もっと抱きしめればよかった…後悔の中で出会った“あの子からのメッセージ”

ペットロス

「もう一度だけ、抱きしめたかった」

愛犬コタロウを看取ったあと、私の中で一番強く残った感情は、

「もっと抱きしめてあげればよかった」

という悔いでした。最期の日、そばにはいたけれど、動揺してしまい、何をどうしていいのかわからなかった。

亡くなってから、何度も思いました。

あの子の温もりがまだ残っているうちに、もっと抱きしめて、もっと話しかけてあげればよかった。

あんなに甘えん坊だったコタロウに、最期こそ、たくさんの愛情を注ぐべきだったのに。

後悔の正体とはなにか?

ペットロスに限らず、人が大切な存在を失ったときに感じる「後悔」には、いくつかのパターンがあります。たとえば、

行動をしなかった後悔
(もっと抱きしめたかった、もっと遊べばよかった)

判断を誤った後悔
(病院に連れていくタイミングが遅かった)

感情を伝えられなかった後悔
(「大好き」と言えなかった)

こうした後悔は、死別の直後よりも、少し時間が経ってからじわじわと押し寄せてくることがあります。そしてそれは、「もっとできたはず」という愛情ゆえの痛みでもあります。

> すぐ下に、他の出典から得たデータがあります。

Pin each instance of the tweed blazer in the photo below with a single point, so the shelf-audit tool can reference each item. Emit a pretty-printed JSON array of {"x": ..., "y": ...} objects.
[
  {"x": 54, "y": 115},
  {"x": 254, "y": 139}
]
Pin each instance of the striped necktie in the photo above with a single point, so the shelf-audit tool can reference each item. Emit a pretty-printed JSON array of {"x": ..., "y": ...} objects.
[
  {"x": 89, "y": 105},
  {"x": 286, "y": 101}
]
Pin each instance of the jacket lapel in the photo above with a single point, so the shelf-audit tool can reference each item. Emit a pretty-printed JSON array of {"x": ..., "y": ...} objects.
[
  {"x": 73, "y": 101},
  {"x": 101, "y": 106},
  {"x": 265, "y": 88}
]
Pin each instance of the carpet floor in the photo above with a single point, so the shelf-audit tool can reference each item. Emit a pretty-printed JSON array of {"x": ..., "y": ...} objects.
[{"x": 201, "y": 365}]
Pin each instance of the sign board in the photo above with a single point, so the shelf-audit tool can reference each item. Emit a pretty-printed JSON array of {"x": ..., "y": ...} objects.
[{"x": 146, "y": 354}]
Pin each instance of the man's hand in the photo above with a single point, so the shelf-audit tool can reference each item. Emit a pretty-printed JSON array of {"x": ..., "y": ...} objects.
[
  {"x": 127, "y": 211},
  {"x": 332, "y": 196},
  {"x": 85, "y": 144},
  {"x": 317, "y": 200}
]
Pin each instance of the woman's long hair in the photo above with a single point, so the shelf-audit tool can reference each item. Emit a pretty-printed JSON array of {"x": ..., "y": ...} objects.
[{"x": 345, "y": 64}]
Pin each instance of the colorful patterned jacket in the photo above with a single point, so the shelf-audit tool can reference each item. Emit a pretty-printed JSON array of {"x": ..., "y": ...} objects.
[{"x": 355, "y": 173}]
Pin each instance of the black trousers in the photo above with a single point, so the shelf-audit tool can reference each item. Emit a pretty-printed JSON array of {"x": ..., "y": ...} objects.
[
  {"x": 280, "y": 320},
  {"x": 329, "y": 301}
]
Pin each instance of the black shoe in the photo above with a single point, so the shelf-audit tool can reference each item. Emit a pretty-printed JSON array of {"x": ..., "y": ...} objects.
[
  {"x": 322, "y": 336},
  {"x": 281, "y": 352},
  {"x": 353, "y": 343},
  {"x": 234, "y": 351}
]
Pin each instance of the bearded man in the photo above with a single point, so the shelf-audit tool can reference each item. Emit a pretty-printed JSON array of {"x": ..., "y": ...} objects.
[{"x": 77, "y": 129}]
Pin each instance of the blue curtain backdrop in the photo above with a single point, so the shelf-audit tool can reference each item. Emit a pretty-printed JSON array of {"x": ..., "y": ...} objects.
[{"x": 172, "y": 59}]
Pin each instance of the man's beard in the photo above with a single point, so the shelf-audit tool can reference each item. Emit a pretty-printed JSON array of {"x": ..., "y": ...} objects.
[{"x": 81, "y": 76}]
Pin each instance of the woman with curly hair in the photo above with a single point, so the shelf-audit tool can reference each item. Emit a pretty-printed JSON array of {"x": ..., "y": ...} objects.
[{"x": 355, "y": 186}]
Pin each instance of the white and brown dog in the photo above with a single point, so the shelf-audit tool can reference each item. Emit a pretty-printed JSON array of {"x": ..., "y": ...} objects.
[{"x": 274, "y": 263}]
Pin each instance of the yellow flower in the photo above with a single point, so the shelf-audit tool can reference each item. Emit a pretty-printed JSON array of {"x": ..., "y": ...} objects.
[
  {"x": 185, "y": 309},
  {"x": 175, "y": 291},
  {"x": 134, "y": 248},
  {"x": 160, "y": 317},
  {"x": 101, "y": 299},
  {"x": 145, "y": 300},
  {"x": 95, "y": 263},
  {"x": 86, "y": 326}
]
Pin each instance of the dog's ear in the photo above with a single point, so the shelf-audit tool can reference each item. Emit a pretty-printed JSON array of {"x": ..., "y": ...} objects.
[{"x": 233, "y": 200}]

特にペットとの別れは言葉を交わせない分、自分だけが一方的に責任を感じてしまうことが多いのです。

コタロウの記憶にある”ぬくもり”

コタロウは小柄なコーギーでした。いつも私の足元で丸くなり、私が座れば膝にのぼってきて、そのまま眠ることもありました。あの子はきっと、何より“触れ合う時間”が好きだったのだと思います。

でも最期のとき、私はその触れ合いを恐れてしまった。

何かしても無駄なのでは、という無力感があって、ただ見つめるだけだった。

だからこそ、「もっと抱きしめれば」という後悔が、ずっと消えなかったのだと思います。

そんな中、私はココナラで一番評判が良いといわれているアニマルリーディングの先生にお願いしてみました。

最初はもちろん半信半疑でしたし、プロフィール写真も霊能者らしい雰囲気とはまったく違っていて、正直ちょっと拍子抜けしたのを覚えています。

でも、先生の口から出た言葉に、私は思わず息をのみました。

「ソファの前で、コタロウくんが登ろうとして足を滑らせて…そのまま、下からあなたの顔をじっと見てる様子が見えます。抱き上げてほしかったけど、あなたの気持ちを察して、“やめておこう”って引いたみたいですね」

一瞬で、あの場面が頭によみがえりました。

亡くなる前日、コタロウは脚を踏み外して、それでも無理に鳴いたりせず、ただ私をじっと見上げてきたんです。

「抱いてほしい」と言われた気がして、それでも私は動けなかった。

それを“見ていたかのように”言われたとき、胸の奥の何かが溶けるような気がしました。

そして先生は、静かに続けました。

「それでも、コタロウくんは“自分の好きな場所で、好きなようにいられた”って満足してますよ。抱きしめられなかったことよりも、最期まで“あなたがそばにいた”ことを喜んでるみたいです」

私は、その言葉に救われました。

あのときの自分を責めることしかできなかったけど、あの子にとっては、ちゃんと“安心の中にいた最期”だったのかもしれない。

そう思えたことで、ようやく、ほんの少しだけ「ありがとう」を伝えられるようになった気がしたんです。

“メッセージ”とは、記憶の中にあるもの

数日後、静かな夜にコタロウの匂いがふっと漂った気がして、部屋を見渡しました。当然そこには誰もいません。

でもそのとき、なぜかこう聞こえたんです。

「だいじょうぶだよ、ちゃんと伝わってたよ」

それは幻聴だったのかもしれないし、私の心が作り出した声だったのかもしれません。

でも、あの瞬間だけは、確かに何かが届いたように感じました。

メッセージとは、誰かからもらうものではなく、自分の中に見つけるものなのかもしれません。

後悔から愛しさへ変わるまで

失った存在に対して抱く後悔は、完全に消えることはありません。でも、その後悔は愛情の証です

もっと何かしてあげたかった、もっと一緒にいたかった、そう思える相手がいたということ。それ自体が、かけがえのない体験です。

そしてきっと、あの子はわかっていたはずです。最期のときに十分に抱きしめられなくても、これまでの日々のなかで、どれほど深く愛されていたかを。

後悔が、やがて愛しさに変わる日が来る。

そう信じて、私は今日もコタロウの写真に、笑って「おはよう」と声をかけています。